The remaining after the spin-off part was continued under the name "Kaiser Wilhelm Institute for Flow Research" from the 1948, the Max Planck Institute for Fluid Research (today Max Planck Institute for Dynamics and Self-Organization).

The AVA was confiscated in 1945 by the British (until 1948), 1953 as "Aerodynamic Research Institute Göttingen e. V. re-opened in the Max Planck Society and fully integrated in 1956 as the "Aerodynamic Research Institute in the Max Planck Society".

In 1969, the spin-off from the Max Planck Society and the founding of the "German Research and Experimental Institute for Aerospace e.
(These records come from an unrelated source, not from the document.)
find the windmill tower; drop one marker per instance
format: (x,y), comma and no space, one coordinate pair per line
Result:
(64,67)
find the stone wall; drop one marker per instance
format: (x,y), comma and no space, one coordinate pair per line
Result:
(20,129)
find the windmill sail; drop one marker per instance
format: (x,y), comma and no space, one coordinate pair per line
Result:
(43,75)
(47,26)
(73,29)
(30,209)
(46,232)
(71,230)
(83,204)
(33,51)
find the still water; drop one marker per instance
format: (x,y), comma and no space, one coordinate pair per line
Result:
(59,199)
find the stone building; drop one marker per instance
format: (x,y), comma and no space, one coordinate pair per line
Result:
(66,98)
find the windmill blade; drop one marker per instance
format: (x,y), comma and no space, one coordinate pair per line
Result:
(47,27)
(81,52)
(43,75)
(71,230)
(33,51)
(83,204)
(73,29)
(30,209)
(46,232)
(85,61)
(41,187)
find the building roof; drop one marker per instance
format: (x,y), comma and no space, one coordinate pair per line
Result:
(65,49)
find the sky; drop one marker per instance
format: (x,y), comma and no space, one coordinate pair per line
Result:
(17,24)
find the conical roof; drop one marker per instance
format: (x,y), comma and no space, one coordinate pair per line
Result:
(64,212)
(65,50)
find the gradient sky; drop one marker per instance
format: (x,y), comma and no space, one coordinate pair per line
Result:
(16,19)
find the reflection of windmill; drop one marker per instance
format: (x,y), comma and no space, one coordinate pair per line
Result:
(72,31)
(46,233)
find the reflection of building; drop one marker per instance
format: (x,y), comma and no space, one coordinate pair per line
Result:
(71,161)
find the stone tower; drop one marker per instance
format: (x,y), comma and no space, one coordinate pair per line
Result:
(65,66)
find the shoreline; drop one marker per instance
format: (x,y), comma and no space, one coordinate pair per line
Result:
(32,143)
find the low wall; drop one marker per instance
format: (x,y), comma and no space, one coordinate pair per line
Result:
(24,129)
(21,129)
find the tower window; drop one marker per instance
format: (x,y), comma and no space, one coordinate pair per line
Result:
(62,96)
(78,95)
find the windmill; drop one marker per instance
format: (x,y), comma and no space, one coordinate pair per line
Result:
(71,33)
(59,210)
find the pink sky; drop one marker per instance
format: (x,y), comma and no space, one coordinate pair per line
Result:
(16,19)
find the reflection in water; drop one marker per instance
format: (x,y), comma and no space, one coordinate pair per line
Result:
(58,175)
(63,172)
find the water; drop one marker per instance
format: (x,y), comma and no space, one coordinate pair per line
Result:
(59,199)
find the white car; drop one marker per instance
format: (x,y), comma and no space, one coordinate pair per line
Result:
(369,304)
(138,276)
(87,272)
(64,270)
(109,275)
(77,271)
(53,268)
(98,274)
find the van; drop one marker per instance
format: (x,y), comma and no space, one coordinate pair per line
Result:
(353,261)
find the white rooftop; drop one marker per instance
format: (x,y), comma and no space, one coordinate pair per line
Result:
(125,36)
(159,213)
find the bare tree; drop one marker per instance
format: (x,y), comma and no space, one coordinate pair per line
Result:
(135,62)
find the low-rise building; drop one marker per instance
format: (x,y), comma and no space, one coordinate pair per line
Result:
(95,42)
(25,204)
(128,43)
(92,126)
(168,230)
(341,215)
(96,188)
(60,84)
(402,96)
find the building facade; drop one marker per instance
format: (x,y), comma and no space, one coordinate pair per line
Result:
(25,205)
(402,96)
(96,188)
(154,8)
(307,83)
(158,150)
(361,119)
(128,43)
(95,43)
V.".

== Bibliography ==
- Aerodynamische Versuchsanstalt Göttingen e.V. in der Kaiser-Wilhelm-/Max-Planck-Gesellschaft (CPTS), in: Eckart Henning, Marion Kazemi: Handbuch zur Institutsgeschichte der Kaiser-Wilhelm-/ Max-Planck-Gesellschaft zur Förderung der Wissenschaften 1911–2011 – Daten und Quellen, Berlin 2016, 2 subvolumes, volume 1: Institute und Forschungsstellen A–L (online, PDF, 75 MB), pages 27–45 (Chronologie des Instituts)

==Sources ==
- Historie des DLR – Gesellschaft von Freunden des DLR e. V.